Publiziert von Bergmax , 29. August 2020 um 19:15.

Region: Welt » Schweiz » Graubünden » Surselva
Tour Datum:27 August 2020
Wandern Schwierigkeit: T5 - anspruchsvolles Alpinwandern
Klettern Schwierigkeit: II (UIAA-Skala)
Wegpunkte:
Geo-Tags: CH-GR   CH-UR 
Zeitbedarf: 7:45
Aufstieg: 1150 m
Abstieg: 1150 m
Strecke:Oberalppass - Pass Tiarms - Val Val - Fuorcla da Crispalt - Crispalt - gleicher Weg zurück
Zufahrt zum Ausgangspunkt:Auto zum Oberalppass, großer Parkplatz (CHF 5 für 24 Stunden)
Kartennummer:map.geo.admin.ch

Mehr als nur Schutt & Blockwerk

Der Crispalt könnte ein bekannter 3000er sein, denn er ist verhältnismäßig gut zu erreichen und eine durchaus markante Berggestalt. Vielleicht war er das sogar mal - die vielen Anstiegsbeschreibungen im SAC-Führer von 1905 lassen es zumindest vermuten. Jetzt aber sind er und seine Nachbarn außer Mode gekommen - zu schwer zum Wandern, zu leicht zum Klettern und manchmal - wegen der brüchigen Felsen auch nicht ganz harmlos. Ich mag solche Touren und diese finde ich landschaftlich ganz besonders reizvoll.
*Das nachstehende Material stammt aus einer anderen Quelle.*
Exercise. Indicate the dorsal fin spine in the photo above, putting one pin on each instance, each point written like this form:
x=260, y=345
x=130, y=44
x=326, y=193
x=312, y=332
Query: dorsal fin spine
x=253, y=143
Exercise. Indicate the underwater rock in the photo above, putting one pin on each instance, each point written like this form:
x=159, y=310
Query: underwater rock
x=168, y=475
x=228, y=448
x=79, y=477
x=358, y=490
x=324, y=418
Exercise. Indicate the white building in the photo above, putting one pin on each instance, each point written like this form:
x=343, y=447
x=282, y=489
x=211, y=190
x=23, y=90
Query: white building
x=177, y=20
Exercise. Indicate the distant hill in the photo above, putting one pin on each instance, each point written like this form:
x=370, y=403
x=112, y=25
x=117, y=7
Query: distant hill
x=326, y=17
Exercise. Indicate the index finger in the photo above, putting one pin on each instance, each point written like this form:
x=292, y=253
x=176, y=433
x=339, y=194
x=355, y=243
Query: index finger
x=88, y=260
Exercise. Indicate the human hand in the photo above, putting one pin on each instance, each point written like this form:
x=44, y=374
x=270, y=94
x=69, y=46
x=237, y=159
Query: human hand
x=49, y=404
Am Oberalppass (2044 m) wuseln noch einige Leute herum, am Pass Tiarms (2148 m) schon nur noch wenige. Ab hier werde ich die nächsten sieben Stunden völlig allein unterwegs sein. Dort, wo der Bergweg Richtung Sedrun rechts abzweigt, könnte man sich links halten, um am Ende des Fahrwegs auf den Pfad ins Val Val zu treffen. Doch ein Zaun versperrt den Weg, deshalb steige ich direkt nach Norden hoch und treffe auf ca. 2220 m auf den nicht markierten, aber deutlichen Weg. Dieser zieht erst kräftig aufwärts, wird aber bald flacher und so erreiche ich den riesigen Steinmann auf ca. 2410 m. In der Querung (ca. 1/2 km) zum nächsten großen Steinmann an der Karschwelle ins Val Val muss ich ca. 30 Meter Höhenverlust in Kauf nehmen. Einige ganz kurze Felsstufen (T3) sorgen für Abwechselung.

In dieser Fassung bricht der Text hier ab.